You only need to look to the conspiracy theories which surround September 11 to see just how ridiculous the whole farce can become. To be sure there are unanswered questions about the attacks, but the theories articulated to explain these are inconsistent, facile or plain ridiculous. One video available somewhere on the internet, for example, implied that the Pentagon hadn't been hit by an airliner. It's evidence for this? A series of interviews with a number of lay eye-witnesses who offered various inconsistent interpretations of what they'd seen. Anyone who's ever been in a stressful situation knows that people can never agree afterwards what happened. To suggest that this is conclusive evidence of the dishonesty of the official story is nonsense, although this is the level the claims are pitched at.

Michael Albert does, I think, a good job of setting out why conspiracy theories appeal to progressives:
NATURALLY CONSPIRACY THEORY and its associated personalistic methodology appeals to prosecutors and lawyers, since they must identify proximate causes and human actors. But why does it appeal to people concerned to change society?

There are a many possible answers that probably all operate, to varying degrees, on people who favor conspiracy theory. First, conspiracy theory is often compelling and the evidence conspiracy theories reveal is often useful. More, description of the detailed entwinements become addictive. One puzzle and then another and another need analysis. Conspiracy theory has the appeal of a mystery--it is dramatic, compelling, vivid, and human. Finally, the desire for retribution helps fuel continuing forays into personal details.
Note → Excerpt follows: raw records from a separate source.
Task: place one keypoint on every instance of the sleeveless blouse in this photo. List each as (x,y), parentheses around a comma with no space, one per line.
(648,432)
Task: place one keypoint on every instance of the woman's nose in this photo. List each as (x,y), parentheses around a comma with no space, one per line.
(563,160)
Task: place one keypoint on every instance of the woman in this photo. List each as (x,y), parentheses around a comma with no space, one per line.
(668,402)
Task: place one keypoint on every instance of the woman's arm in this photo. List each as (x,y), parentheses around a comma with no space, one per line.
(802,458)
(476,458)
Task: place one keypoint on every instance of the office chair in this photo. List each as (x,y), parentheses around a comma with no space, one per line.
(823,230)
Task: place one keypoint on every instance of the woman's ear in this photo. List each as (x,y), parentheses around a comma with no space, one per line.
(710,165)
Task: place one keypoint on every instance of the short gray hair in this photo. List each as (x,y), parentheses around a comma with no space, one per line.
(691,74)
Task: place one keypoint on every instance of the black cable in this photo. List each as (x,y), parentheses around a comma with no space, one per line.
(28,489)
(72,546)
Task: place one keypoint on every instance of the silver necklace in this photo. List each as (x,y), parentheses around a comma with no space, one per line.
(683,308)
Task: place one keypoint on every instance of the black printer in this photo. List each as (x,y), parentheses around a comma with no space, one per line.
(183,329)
Second, conspiracy theories have manageable implications. They imply that all was well once and that it can be okay again if only the conspirators can be pushed aside. Conspiracy theories therefore explain ills without forcing us to disavow society's underlying institutions. They allow us to admit horrors, and express our indignation and anger without rejecting the basic norms of society. We can even confine our anger to the most blatant perpetrators. That government official or corporate lawyer is bad, but many others are good and the government and law per se are okay. We need to get rid of the bad apples. All this is convenient and seductive. We can reject specific candidates but not government, specific CEOs but not capitalism, specific writers, editors, and even owners of periodicals, but not all mainstream media. We reject some vile manipulators, but not society's basic institutions. We can therefore continue to appeal to the institutions for recognition, status, or payment.
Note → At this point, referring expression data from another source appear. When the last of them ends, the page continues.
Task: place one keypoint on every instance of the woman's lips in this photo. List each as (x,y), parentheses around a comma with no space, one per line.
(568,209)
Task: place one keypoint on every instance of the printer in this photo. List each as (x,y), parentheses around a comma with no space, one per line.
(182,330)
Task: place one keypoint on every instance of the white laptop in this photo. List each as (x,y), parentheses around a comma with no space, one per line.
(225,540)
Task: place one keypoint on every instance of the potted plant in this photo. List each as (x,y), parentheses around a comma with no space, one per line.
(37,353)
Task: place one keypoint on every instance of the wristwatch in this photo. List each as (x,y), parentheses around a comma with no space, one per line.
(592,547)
Third, conspiracy theory provides an easy and quick outlet for pent up passion withheld from targets that seem unassailable or that might strike back. This is conspiracy theory turned into scapegoat theory.
It should be clear from this that conspiracy theories are not something progressives should embrace. They divert our attention away from the structural factors which largely determine how those within institutions act (consider, for instance, the CEO forced by the law to do all he can to maximise dividends to his shareholders) and towards individuals. We may well be able to change those individuals, but doing so will do nothing to alter the underlying structures which should be our real concern. (That is, we could, continuing the example above, replace the CEO, but his replacement would be bound by the same rules and act little differently.)

None of which is to suggest that things can't be done by governments in secrecy. If you want an example of that, you need look no further than the story of the Diego Garcia's indigenous population, expelled to make way for the US military base. Unlike so many conspiracy theories, this is backed by a wealth of documentation and has been proved in court. Alternatively you could look to reports (here and here) that "terrorist suspects" are being held on the island in Guantanamo Bay style facilities and perhaps even being tortured.